10 Days On, Palestinian Hunger Strikers Refuse Water

Former Palestinian prisoners have been holding a sit-in to protest the recent stipend reductions (Photo: Maan)

A number of hunger-striking Palestinian prisoners being held in solitary confinement began refusing water on Wednesday, as more than 1,500 Palestinians entered the 10th day of the mass “Freedom and Dignity” hunger strike.

Head of the Palestinian Committee for Prisoners’ Affairs Issa Qaraqe released a statement Wednesday saying that Israeli Prison Services (IPS) forces had “continued to escalate punitive measures” against prisoners, which started on the first day of the strike, with IPS forces transferring prisoners and leaders of the strike to solitary confinement, and preventing lawyers from visiting prisoners, particularly sick prisoners.

According to Qaraqe, IPS officials have continued preventing prisoners – some of whom are refusing all forms of nutrition except salt and water – from accessing commissaries to purchase salt, provided prisoners with dirty sheets and covers, and carried out provocative search raids of prisoners rooms, and arbitrary transfers of prisoners.

The committee noted in statement that “all legal efforts are still being conducted by legal institutions to enable lawyers to visit Palestinian prisoners on hunger strike.”

Qaraqe added that officials from the International Committee of the Red Cross (ICRC) – which is in charge of coordinating with Israeli authorities to arrange family visitations for Palestinian prisoners – would be visiting prisoners on Thursday.

The International Committee of the Red Cross (ICRC), according to Qaraqe, would be increasing the size of their field crews, as many prisoners had been transferred to prison field hospitals and clinics due to the deterioration of their health conditions.

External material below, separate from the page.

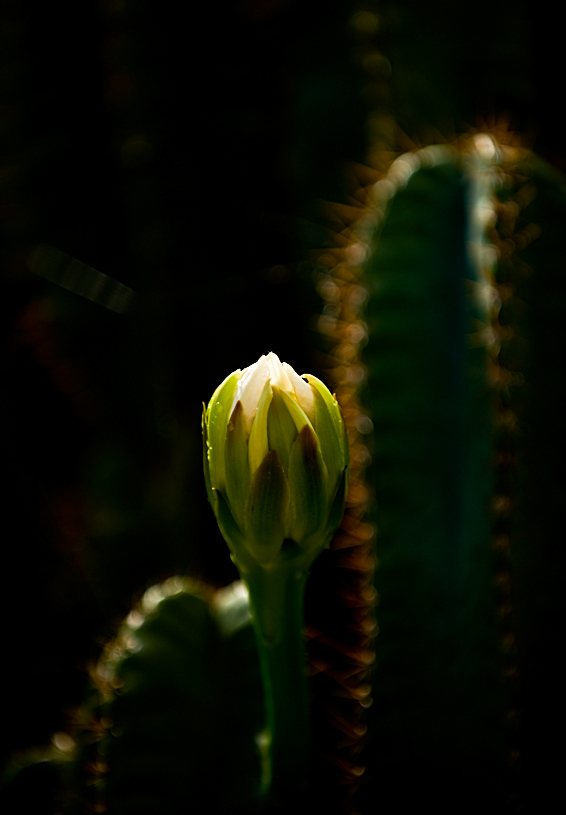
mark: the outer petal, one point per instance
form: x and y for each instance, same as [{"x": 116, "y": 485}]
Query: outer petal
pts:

Hunger-striking prisoner Nael Ali Najjar, from the Gaza Strip, told the committee that he had lost five kilograms since the beginning of the strike. Najjar is currently being held in solitary confinement in Israel’s Nafha prison.

Additionally, Qaraqe reported Tuesday evening that hunger-striking Palestinian prisoner Muhammad Abd al-Rabbu “started bleeding,” though the nature of his bleeding remained unclear.

The International Committee of Red Cross (ICRC) meanwhile visited Palestinian hunger strikers in Nafha, in order to monitor the conditions in which they were being held, as well as to transmit verbal messages from the prisoners to their families.

 

ICRC confirmed that it had increased its visits to Israeli detention facilities holding Palestinians since the beginning of the strike.

Several other prisoners have announced that they will be joining the strike as well.

The Palestinian Center for Human Rights (PCHR) released a statement Wednesday saying it was “strongly concerned” over the lives of the hundreds of hunger-striking prisoners, adding that “Israeli forces should be fully held responsible for the deterioration of prisoners’ conditions in light of the stubbornness of the IPS to meet their humane demands.”

The center noted that by its count, around 6,500 Palestinian prisoners were detained in 22 Israeli prisons and detention facilities, most of which are established in Israel, “constituting a flagrant violation of the Fourth Geneva Convention, particularly Article 76, which obliges the occupying power to detain prisoners from the occupied population in the occupied territories until the end of their sentences.”

“Most of those prisoners are residents of the West Bank, including 57 women and 300 children. Moreover, the number of sick prisoners is about 1,800 prisoners, including 180 prisoners who suffer from serious diseases in addition to 26 others who have cancer,” PCHR said.